Command-line data processing tool for CSV, TSV, JSON, and other structured formats with field-aware operations
Miller is a command-line data processing tool that operates on structured data formats including CSV, TSV, JSON, JSON Lines, and positionally-indexed data. It functions as a field-aware alternative to traditional Unix tools like awk, sed, cut, join, and sort, allowing users to reference data by field names rather than positional indices.
The tool excels at data manipulation tasks such as adding computed fields, dropping columns, sorting, statistical aggregation, format conversion, and pretty-printing. Miller handles record-heterogeneous data where different records can have varying schemas, making it well-suited for modern no-SQL data processing scenarios. It supports streaming operations that process one record at a time, enabling work with datasets larger than available RAM.

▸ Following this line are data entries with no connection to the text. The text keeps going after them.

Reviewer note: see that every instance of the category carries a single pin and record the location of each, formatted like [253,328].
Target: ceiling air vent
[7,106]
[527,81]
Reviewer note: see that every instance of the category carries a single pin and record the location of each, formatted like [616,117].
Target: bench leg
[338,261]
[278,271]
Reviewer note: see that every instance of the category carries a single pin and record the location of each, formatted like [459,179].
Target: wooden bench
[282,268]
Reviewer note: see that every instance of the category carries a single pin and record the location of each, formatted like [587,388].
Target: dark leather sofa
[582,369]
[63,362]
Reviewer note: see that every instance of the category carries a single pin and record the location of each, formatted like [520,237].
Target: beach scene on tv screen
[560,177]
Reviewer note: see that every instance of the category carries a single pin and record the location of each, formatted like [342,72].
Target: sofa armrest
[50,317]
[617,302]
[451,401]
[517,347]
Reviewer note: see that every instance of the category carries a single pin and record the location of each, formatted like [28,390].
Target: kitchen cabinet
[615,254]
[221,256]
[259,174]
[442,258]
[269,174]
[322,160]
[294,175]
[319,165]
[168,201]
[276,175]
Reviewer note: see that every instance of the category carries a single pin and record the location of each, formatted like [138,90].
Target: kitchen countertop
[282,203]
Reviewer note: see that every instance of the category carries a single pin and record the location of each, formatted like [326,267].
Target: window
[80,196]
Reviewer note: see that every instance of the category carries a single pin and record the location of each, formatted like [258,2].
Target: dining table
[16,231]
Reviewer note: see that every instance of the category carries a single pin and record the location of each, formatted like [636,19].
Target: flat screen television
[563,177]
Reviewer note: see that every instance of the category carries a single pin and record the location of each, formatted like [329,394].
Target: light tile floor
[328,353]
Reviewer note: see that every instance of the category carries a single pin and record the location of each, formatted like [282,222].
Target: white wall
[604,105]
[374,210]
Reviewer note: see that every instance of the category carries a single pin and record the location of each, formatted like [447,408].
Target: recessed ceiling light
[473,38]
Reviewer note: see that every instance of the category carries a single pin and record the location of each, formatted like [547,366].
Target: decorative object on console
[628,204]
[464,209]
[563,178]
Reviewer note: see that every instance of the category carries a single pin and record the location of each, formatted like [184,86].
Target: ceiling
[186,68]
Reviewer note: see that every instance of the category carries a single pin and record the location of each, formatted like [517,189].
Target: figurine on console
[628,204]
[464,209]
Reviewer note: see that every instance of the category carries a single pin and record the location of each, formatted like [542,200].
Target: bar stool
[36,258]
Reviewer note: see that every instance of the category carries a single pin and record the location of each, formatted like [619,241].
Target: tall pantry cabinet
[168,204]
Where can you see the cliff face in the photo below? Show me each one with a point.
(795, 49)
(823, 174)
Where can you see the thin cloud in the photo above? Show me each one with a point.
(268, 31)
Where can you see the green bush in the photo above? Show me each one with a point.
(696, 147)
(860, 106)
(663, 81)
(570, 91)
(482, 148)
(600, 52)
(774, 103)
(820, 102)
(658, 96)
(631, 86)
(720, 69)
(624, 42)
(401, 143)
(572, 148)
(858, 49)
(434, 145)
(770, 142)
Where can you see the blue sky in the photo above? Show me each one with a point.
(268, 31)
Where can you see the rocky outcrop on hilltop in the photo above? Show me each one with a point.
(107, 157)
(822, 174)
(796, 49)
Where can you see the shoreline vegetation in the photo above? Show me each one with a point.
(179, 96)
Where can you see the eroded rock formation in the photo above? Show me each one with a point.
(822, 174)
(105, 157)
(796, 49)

Miller targets data analysts, system administrators, DevOps engineers, and developers who need to clean, transform, or analyze structured data from log files, databases, or APIs. It complements tools like R and pandas by handling data preparation and reduction tasks, while also serving as a format converter between different structured data representations. The tool maintains high throughput performance comparable to Unix utilities and runs as a single binary with zero runtime dependencies.
# via Homebrew
brew install miller
# via APT
apt-get install miller
# via Yum
yum install miller